2019 Cadillac Escalade ESV Review by John Heilig - It's E15 Approved
THE AUTO PAGE
By John Heilig
Senior Editor and Bureau Chief
The Auto Channel
REVIEWED MODEL: 2019 Cadillac Escalade ESV
ENGINE: 6.2-liter V8
TRANSMISSION: 10-speed automatic
HORSEPOWER/TORQUE: 420 hp @ 5,600 rpm/450 lb.-ft. @ 4,100 rpm
WHEELBASE: 130.0 in.
LENGTH X WIDTH X HEIGHT: 224.3 x 80.5 x 74.0 in.
CARGO CAPACITY: 39.3/76.7/120.9 cu. ft. (3rd row seats up/down/all seats down
ECONOMY: 14 mpg city/21 mpg highway
FUEL TANK CAPACITY: 31.0 gal.
CURB WEIGHT: 5,831 lbs.
TOWING CAPACITY: 7,900 lbs
COMPETITIVE CLASS: Lincoln Navigator, Infiniti QX80, Lexus LX
STICKER: $96,490 (includes $1,295 delivery, $4,000 options)
BOTTOM LINE: The Cadillac Escalade is big and comfortable. However, because of its size, it isn’t fun to drive in traffic.
There’s big, and there’s very big. The Cadillac Escalade ESV is very big. Built on a 130-inch wheelbase, the Escalade EXV is 19 feet long. While the size is great for carrying capacity, it does make driving the Escalade difficult in some situations.
For example, the Escalade has a 43-foot turning circle radius that can make turning difficult in tight situations. Exiting my favorite coffee shop there’s a tight turn. I had to be careful or I might have fallen into a gully.
Styling is conservative, with a couple of Cadillac flourishes. The headlight array is five projector beam lights that are echoed by vertical LED taillamp that bring back memories of Cadillac fins.

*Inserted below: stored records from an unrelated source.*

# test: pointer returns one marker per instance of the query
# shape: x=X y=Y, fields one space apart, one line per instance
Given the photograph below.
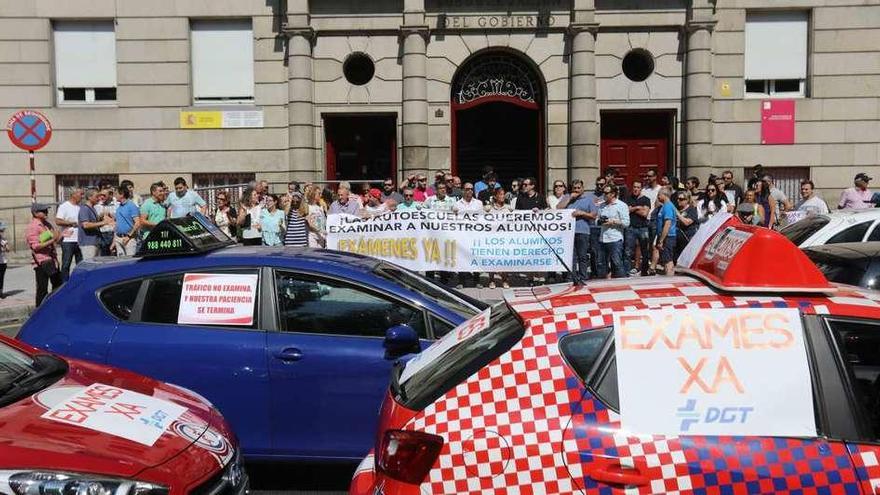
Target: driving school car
x=68 y=427
x=738 y=375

Inside, there’s a nice brown interior to go with then black dash and wood trim. However, I’m not a fan of the dashboard array. There are sliding controls for audio volume, HVAC temperature, fan speed, etc. They are difficult to use or fine tune. They look great! But….
We eventually turned the audio off because of the difficulty in tuning, etc. The HVAC system was good, but again it was a pain in finding the ideal temperature. Heated and ventilated seats are great, but they automatically turn on when you enter the car, so if your butt starts getting cold, check the buttons.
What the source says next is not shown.